According to the French dictionary of etymology (PUF 6th edition, 1975), the word Assassin first appeared in 1560. With links to Italian and Arabic culture, where it's origins likely began, Assassin, (also the same in English), is described as stemming from the Arabic word Hachichiya, which is derivedfrom the word, Hashish. This interesting interpretation opens the door to a number of questions and leads one down a unique path to discover whether there is truth to this phonetic explanation. The effects and power of hashish are legendary, with stories going back the era of the Sultanate Mamelouk, and Ibn Taymiyya (728-1328), a leader who was well aware of its use. At the time of his reign, the use of hashish was apparently so widespread it was almost an epidemic on the scale of the plague. Theophile Gautier (19th century French poet and writer), described hashish as the "nectar of the true believers." Associations of the hashish user in the periods of Romanticism and Orientalism, as well as today's society, in which harsh stereotypes have emerged out of cultural conflict and misunderstanding, was often presented, figuratively speaking, as one who plays alongside death.
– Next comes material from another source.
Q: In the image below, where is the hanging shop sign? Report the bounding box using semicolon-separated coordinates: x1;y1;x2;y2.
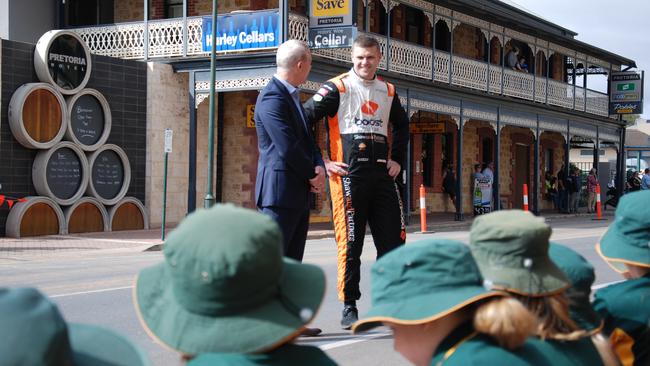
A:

The cultures of the Far and Middle East have been examined at length in literature, science, and the arts. Mysterious and fascinating, these promised lands once seemed to provide a wealth of answers to questions surrounding the mystical and the afterlife, and the use of hashish was part of its allure. Books such as, "Hashish and Insanity," (Jacques-Joseph Moreau de Tours, 1845), and "The Club of Hash Smokers" (Theophile Gautier, 1846), about a real club started by Moreau in 1845, delved deeply into their subject, moving beyond stereotypes and evidencing new interpretations for future research and understanding. The use of hashish for religious purposes is seen in the supplicant, whose ecstatic visions bring him nearer to his god, and a higher level of spirituality. Is it a far cry then, to venture towards a connection between the pursuit of these illusory pleasures and the future promise of Paradise, reinforcing the idea that death is the ultimate act under the huge pretext of serving ones ideologies and abilities?
The word martyr is often misunderstood from its original meaning. In today's world, to sacrifice oneself for one's beliefs is undeniably linked to certain associations and
considerable speculation. "The invisible hand of jihad recruiters operates, not without success, among junkies, many of whom are living in prisons in North Morocco. (Telquel, Morocco, issue number 172).
Returning again to this installation "Assassins," with the accumulation of colorful hookah's, alluring and captivating, can we not, finally, better understand this dense network of facts, from the linguistic to the social, which are so interconnected as to be almost schizophrenic, and how these
associations could easily set into motion the literal transformation from "the protector," (assas oussouss in Arabic) into assassin?
Impressed by the courage of the Assassins when faced with death, the enemies of the sect, Haschichiyoun, the smokers of Hashish, sought to discredit them in the eyes of the people. Marco Polo popularized this translation of their name in the west, and it has remained the main association up to present day. But the true meaning and origin of the word Assassin
is Assassiyoun, otherwise known as "those who are loyal to Assas," the foundation of the law.